Quand Alexandre Pougatchev débarque en janvier 2009, et devient propriétaire de France-Soir, il n’a même pas encore 25 ans. Dans ses poches ? 70 millions d’euros pour relancer le titre (ah oui, petite précision, c’est le fils de l’oligarque russe Sergueï Pougatchev). Pourquoi un tel attrait pour un journal moribond (22 722 exemplaires en 2009) ? La question reste aujourd’hui sans réponse. Quoi qu’il en soit, dès le mois de juin, France-Soir déménage et s’installe sur les Champs-Élysées.
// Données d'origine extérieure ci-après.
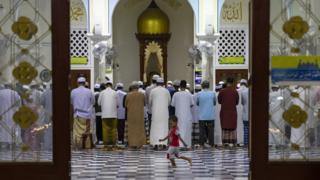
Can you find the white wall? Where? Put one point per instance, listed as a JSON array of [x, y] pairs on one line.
[[127, 46]]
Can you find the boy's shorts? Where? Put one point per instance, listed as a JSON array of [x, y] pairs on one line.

Est-ce vraiment ce qui manquait à un quotidien français luttant pour reconquérir ses lecteurs ?
Le nouveau propriétaire sort le (très) grand jeu un an plus tard, en mars 2010, à l’occasion du lancement d’une nouvelle formule. Et hop, une campagne publicitaire avoisinant les 10 millions d’euros. Inondation totale : stations de métro, gares, kiosques, affichages urbains, télévision. Tout y passe. J’oubliais l’essentiel : une soirée d’inauguration au Centre Georges-Pompidou. Et le recours à des chroniqueurs de premier plan : Patrick Poivre d’Arvor, Laurent Cabrol et même Thierry Roland. L’objectif de Pougatchev ? « Créer un quotidien populaire de qualité, un tabloïd populaire mais sérieux. »
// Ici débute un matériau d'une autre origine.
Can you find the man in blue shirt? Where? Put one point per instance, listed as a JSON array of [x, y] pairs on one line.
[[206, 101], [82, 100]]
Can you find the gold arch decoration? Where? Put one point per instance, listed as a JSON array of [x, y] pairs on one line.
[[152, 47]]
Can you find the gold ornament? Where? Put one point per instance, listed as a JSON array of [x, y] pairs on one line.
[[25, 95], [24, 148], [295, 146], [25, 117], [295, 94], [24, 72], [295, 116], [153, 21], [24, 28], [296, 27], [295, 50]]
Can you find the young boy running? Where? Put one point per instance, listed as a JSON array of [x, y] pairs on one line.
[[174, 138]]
Les ventes se redressent (60 000 exemplaires en juillet 2011), mais on est bien loin du chiffre avancé par Pougatchev lors de son arrivée (200 000).

 

13 décembre 2011 : rideau pour la version papier

Cette date résonne comme le clap de fin pour ce qui est de France-Soir sur papier. Déjà, dès mi-octobre, le jeune Pougatchev avait annoncé son intention de supprimer l’édition papier. Pour devenir un journal 100 % web. Et au passage, se débarrasser d’un bon paquet de journalistes, son projet prévoyant une rédaction composée de 32 journalistes (soit 89 suppressions de postes sur 127 salariés) ! Le basculement vers le tout-numérique devait avoir lieu le jeudi 15 décembre. Oui mais voilà, mardi 13, tout s’accélère avec l’occupation des locaux par des militants de la CGT (qui souhaitaient empêcher la tenue du comité d’entreprise). Conséquence directe, le journal ne pourra pas paraître le lendemain. Dans la foulée, la direction (comprenez Pougatchev) considère que « les conditions ne sont pas réunies pour réaliser sereinement, aujourd’hui [mercredi], une édition papier de qualité, dans les conditions éditoriales requises ». Expéditif.
Les salariés ne verront donc même pas de numéro collector daté du 15 décembre 2011, le dernier, avant l’ère du numérique. France-Soir version papier s’arrête donc après 67 ans d’existence et 20 911 numéros.